Nach einem starken Saisonbeginn wurden die jungen Wilden beim VfB gefeiert, nach einem Sieg über Tennis Borussia übernahm man sogar kurzzeitig die Tabellenspitze in der Berlin-Liga. Das hatte man an der Seebadstraße auch nicht häufig gesehen. Wie erklärst du den Höhenflug, und warum ist es am Ende doch nur ein Platz im (unteren) Tabellenmittelfeld geworden?

Hermsdorf hat immer vom Kampf und der Geschlossenheit gelebt. Da ist es schwer die ganze Saison konstant zu spielen.

Du hast den Verein dann verlassen.
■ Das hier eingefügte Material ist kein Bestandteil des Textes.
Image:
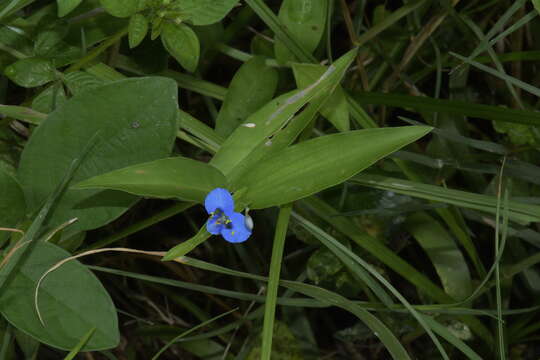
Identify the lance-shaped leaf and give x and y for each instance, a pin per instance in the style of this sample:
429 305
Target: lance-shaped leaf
135 121
71 301
314 165
206 12
176 177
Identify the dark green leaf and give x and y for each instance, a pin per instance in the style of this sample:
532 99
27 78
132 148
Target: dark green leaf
31 72
12 206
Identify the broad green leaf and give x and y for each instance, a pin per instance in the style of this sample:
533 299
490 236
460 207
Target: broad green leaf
182 43
12 206
176 177
138 27
335 108
536 4
22 113
305 20
206 12
49 99
279 141
31 72
136 121
518 211
266 122
443 253
252 86
66 6
71 301
314 165
122 8
422 103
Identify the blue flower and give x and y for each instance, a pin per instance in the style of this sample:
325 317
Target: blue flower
224 221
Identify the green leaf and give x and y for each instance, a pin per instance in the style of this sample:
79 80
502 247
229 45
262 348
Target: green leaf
335 108
518 211
182 43
206 12
422 103
31 72
245 96
314 165
124 114
305 20
63 301
176 177
443 253
66 6
137 29
122 8
269 120
12 206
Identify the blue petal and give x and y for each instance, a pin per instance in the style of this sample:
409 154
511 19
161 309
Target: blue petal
213 226
219 199
238 232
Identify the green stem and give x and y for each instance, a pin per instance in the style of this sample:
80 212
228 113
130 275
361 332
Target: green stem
162 215
273 280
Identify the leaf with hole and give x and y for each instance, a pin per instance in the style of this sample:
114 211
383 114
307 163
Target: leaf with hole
182 43
335 109
137 29
124 114
314 165
305 20
176 177
31 72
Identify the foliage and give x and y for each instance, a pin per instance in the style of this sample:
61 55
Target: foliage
372 168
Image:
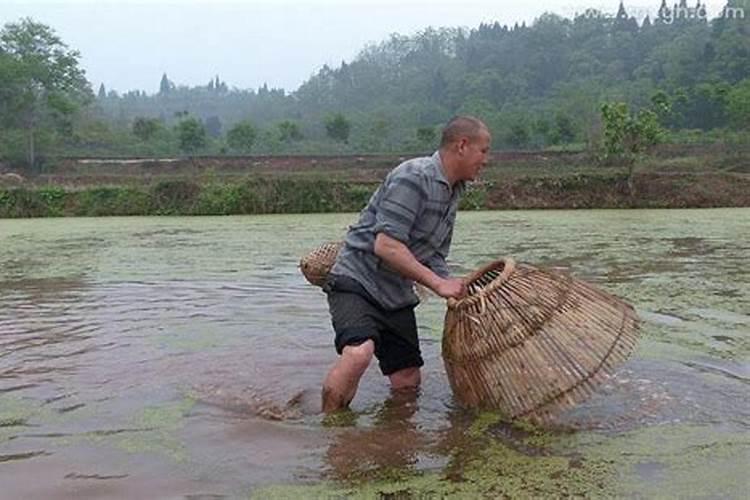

Weitere Leistungsträger sind gegangen. Es folgte der Abstieg in die Landes- und die Bezirksliga, jetzt immerhin die Rückkehr. Verfolgst du das Geschehen noch, oder ist das zu weit weg, um es zu beurteilen?

Nach den ich zu Zehlendorf gegangen bin, habe ich es noch intensiv verfolgt und fand es echt schade. Mittlerweile verfolge ich es nicht mehr wirklich. Drei bis vier Spiele im Jahr gucke ich mir noch an.

Bei Hertha 03 erlebtest du eine Achterbahnfahrt. Kurz nach deinem Wechsel ging der Trainer. Und plötzlich fandest du dich als Außenverteidiger wieder – nicht nur im ersten Moment ungewöhnlich, oder?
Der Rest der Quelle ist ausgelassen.